Dejando de lado las teorías conspiratorias, Rodríguez no era un demócrata, sino que tuvo que convertirse en uno a la fuerza. Su legado –impuesto por el Tío Sam, la presión ciudadana o el Ratón Pérez– fue convocar a una Constituyente que resultó en una Constitución Nacional que hacía la admiración de propios y extraños.
A la euforia inicial siguió la expectativa y a la expectativa, la decepción. Decepción por la corrupción que –antes reservada a unos cuantos agraciados– se volvió una plaga que infesta desde la Secretaría de Tributación hasta la comisión vecinal. Decepción por la Justicia que es ciega, sorda y muda, como Shakira, ante los robos a mansalva. Decepción, porque quienes creíamos que eran demócratas, eran unos desgraciados ladrones como los peores stronistas. Decepción por el resquebrajamiento del movimiento social, ciudadano y campesino, gracias a las coimas y a la repartija de dinero sin control.
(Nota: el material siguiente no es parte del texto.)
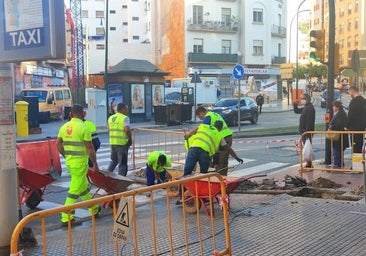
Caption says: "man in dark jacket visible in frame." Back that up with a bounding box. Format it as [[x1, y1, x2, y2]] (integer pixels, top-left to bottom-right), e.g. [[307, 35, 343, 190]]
[[294, 93, 315, 168], [346, 86, 366, 153]]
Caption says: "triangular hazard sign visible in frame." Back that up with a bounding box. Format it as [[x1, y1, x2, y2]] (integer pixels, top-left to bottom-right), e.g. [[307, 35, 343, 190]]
[[116, 202, 130, 228]]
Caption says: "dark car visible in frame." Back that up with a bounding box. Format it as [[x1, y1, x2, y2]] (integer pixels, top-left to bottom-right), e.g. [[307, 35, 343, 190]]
[[320, 89, 341, 108], [209, 97, 258, 126]]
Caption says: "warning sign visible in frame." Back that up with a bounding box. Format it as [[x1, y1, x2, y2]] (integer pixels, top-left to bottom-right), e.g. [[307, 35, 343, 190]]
[[112, 198, 133, 244]]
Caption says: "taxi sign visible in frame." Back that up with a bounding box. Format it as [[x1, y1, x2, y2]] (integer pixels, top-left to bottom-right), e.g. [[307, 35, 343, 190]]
[[112, 198, 133, 244]]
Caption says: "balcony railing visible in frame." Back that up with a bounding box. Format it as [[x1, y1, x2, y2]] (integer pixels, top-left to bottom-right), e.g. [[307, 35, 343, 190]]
[[271, 25, 286, 38], [188, 52, 238, 64], [187, 19, 238, 33]]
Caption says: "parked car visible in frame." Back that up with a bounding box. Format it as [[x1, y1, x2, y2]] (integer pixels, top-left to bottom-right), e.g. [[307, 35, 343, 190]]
[[320, 89, 341, 108], [209, 97, 258, 126]]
Decepción por los políticos, de cualquier color, que ni ahí están con la sublime idea de servir, sino que más bien están para enriquecerse hasta la cuarta generación amén. Pero la principal desilusión son las personas queridas de tu entorno más íntimo que parecían demócratas, pero resultaron ser unos desgraciados dispuestos a mandar a la hoguera a sus diferentes.
La democracia, como santo principio sacrosanto, no tiene la culpa, sino nuestra inacción, nuestra permisividad como ciudadanos: lo que callamos, lo que no protestamos, lo que dejamos hacer y ser. Sacudirnos, restablecer lazos, manifestarnos, enojarnos es prioridad para que nunca más nos dominen los tiranos.